1. Cosa è una moneta ?
Un esempio antico

Per vedere cos'è una moneta, iniziamo con un po' di storia, ritornando lontano nel tempo e precisamente all'epoca di Alessandro Magno. Una grande personalità nella storia dell'umanità, il figlio di Filippo di Macedonia, che aveva conquistato una grande parte dell'universo conosciuto. Rimane nella storia come un uomo politico eccezionale.

Αλέξανδρος Ο Μέγας
Alessandro Magno

Delle vittorie di Alessandro Magno si parla nella Bibbia, Vecchio Testamento, nel libro dei Maccabei. Ecco è il preambolo, il primo capitolo versetti 1 e 4 :
« Queste cose avvennero dopo che Alessandro il Macedone, figlio di Filippo (...) arrivò sino ai confini della Terra e raccolse le spoglie di molti popoli. La terra si ridusse al silenzio davanti a lui;
Il suo cuore si esaltò e si gonfiò di orgoglio. Radunò forze ingenti e conquistò regioni, popoli e principi, che divennero suoi tributari. »

Si tratta della costruzione di un impero e di quel che segue naturalmente. Alessandro morirà durante le sue peregrinazioni sulle rive dell'Indo, e il suo fugace impero, come tutti gli imperi d'altronde, sarà poi suddiviso in quattro entità.
A succedere ad Alessandro Magno nella parte orientale dell'impero, Babilonia, Giudea Samaria, Asia minore, Persia, in giallo sulla mappa, fu la dinastia Seleucide. Ed ecco che arriva sul trono nel -175, Antioco Epifanio, detto Antioco IV che impone su tutte sue terre, dunque anche su la Giudea Samaria in Palestina, visto che è qui che la storia della Bibbia si svolge, UNA MONETA UNICA con la sua effigie (qui sotto).
 
Ecco cosa dice la Bibbia :
« In quei giorni sorsero da Israele figli empi che persuasero molti dicendo: «Andiamo e facciamo lega con le nazioni che ci stanno attorno, perché da quando ci siamo separati da loro, ci sono capitati molti mali » (....)
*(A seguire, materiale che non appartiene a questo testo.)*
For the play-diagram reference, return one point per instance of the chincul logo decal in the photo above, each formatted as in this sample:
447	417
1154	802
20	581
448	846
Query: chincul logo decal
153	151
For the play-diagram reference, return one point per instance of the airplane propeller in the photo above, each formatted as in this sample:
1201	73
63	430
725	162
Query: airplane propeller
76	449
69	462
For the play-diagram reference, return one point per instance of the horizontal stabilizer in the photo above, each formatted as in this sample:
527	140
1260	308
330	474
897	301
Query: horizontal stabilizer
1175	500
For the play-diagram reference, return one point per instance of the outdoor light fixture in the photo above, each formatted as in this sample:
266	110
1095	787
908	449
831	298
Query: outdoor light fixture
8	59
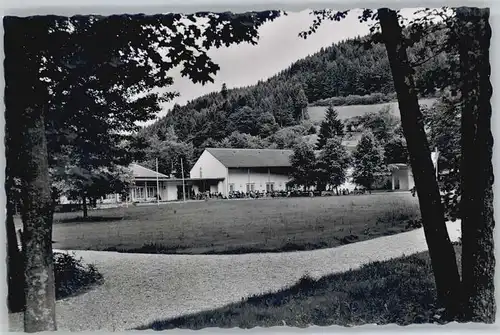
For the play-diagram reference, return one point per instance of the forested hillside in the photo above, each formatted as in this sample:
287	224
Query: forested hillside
273	113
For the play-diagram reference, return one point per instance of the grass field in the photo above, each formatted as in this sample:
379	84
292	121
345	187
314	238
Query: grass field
238	226
400	291
317	113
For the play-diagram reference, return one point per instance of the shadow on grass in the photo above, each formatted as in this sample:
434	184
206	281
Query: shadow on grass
71	275
81	219
153	248
400	291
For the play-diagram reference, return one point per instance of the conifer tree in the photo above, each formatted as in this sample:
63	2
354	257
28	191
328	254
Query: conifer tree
368	161
330	127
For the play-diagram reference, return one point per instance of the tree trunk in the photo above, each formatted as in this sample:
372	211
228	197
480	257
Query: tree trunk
441	250
476	207
37	214
15	266
85	207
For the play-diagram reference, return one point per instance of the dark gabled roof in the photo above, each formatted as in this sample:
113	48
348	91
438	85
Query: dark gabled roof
246	158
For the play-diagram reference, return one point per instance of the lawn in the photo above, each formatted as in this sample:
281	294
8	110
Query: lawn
238	226
400	291
317	113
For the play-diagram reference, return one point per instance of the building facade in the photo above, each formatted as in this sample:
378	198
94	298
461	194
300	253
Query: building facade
242	170
402	177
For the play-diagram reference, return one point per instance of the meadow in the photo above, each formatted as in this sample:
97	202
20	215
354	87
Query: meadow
238	226
317	113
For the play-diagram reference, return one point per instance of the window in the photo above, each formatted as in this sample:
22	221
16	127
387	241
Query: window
269	187
151	192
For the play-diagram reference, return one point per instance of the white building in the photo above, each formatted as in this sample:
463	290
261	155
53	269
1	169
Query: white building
244	170
402	177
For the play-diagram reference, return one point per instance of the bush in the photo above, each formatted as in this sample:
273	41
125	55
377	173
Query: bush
72	276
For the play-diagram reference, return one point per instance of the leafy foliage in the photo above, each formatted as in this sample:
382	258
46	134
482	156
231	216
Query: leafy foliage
72	276
94	91
342	74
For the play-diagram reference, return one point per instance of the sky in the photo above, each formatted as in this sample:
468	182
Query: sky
278	47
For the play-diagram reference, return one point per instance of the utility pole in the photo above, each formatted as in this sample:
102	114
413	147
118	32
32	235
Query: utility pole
183	183
157	185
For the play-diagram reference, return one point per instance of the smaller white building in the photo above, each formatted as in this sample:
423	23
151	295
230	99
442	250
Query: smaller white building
402	177
225	170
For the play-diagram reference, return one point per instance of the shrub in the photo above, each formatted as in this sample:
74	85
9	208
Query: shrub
72	276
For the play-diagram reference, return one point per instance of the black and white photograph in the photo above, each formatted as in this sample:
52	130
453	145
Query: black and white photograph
254	168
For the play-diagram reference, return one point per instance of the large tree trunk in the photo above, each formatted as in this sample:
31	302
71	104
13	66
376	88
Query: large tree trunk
85	207
441	250
37	214
478	260
15	266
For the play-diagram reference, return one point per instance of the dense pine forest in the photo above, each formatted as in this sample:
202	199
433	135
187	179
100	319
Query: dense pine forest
273	113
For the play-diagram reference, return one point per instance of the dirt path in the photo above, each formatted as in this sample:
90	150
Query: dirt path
141	288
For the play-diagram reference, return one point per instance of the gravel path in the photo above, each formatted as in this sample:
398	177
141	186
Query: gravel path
140	288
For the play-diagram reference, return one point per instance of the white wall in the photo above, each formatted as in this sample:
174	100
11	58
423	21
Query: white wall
240	178
171	191
210	167
405	179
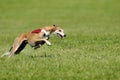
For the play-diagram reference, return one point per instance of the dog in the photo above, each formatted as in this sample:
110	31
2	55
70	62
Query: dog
35	39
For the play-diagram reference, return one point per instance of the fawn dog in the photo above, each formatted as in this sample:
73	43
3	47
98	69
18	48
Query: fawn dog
35	38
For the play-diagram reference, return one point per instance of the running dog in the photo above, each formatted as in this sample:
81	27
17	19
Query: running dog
35	39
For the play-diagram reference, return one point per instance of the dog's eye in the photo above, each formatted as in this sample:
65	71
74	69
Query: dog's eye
59	30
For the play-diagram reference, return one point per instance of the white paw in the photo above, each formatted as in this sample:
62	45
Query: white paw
48	43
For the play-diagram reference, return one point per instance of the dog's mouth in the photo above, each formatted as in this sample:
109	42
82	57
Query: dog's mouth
60	36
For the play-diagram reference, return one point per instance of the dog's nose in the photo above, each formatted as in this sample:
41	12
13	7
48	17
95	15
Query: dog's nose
64	35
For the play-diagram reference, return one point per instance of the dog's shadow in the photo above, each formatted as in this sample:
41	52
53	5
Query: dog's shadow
43	56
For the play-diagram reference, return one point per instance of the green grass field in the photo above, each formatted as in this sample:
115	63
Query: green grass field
91	50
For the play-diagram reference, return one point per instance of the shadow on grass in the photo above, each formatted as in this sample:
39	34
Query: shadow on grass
44	56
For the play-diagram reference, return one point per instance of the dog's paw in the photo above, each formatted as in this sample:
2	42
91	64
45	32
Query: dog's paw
48	43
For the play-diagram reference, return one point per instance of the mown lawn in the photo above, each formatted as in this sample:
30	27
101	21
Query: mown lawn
91	50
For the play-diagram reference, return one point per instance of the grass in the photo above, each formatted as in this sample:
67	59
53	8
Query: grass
91	50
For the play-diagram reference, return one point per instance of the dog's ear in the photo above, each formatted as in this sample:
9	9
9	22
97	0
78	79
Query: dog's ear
54	25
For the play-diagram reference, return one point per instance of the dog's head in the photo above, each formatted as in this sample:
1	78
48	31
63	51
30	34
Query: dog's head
59	32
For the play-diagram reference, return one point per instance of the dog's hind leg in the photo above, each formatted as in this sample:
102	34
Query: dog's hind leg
18	45
16	48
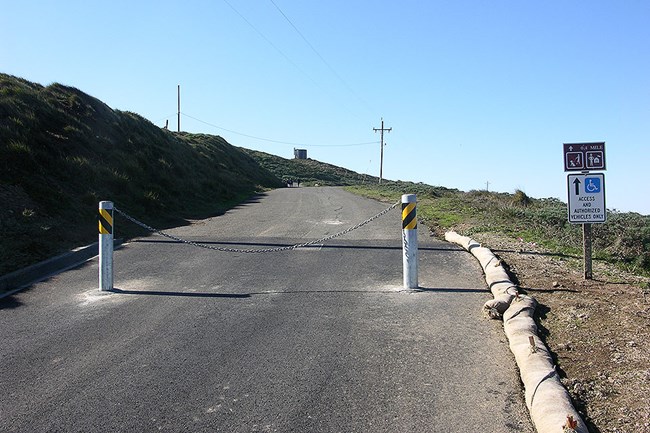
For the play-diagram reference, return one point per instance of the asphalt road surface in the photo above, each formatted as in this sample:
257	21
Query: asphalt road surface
318	339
Parve ottimo ai loro occhi questo ragionamento; alcuni nel popolo presero l'iniziativa e andarono dal re, che diede loro facoltà di introdurre le istituzioni dei pagani. Essi costruirono una palestra in Gerusalemme secondo le usanze dei pagani e cancellarono i segni della circoncisione e si allontanarono dalla santa alleanza; si unirono alle nazioni pagane e si vendettero per fare il male(...) ».

« Poi il re prescrisse con decreto a tutto il suo regno, che tutti formassero un sol popolo.
e ciascuno abbandonasse le proprie leggi. Tutti i popoli consentirono a fare secondo gli ordini del re ».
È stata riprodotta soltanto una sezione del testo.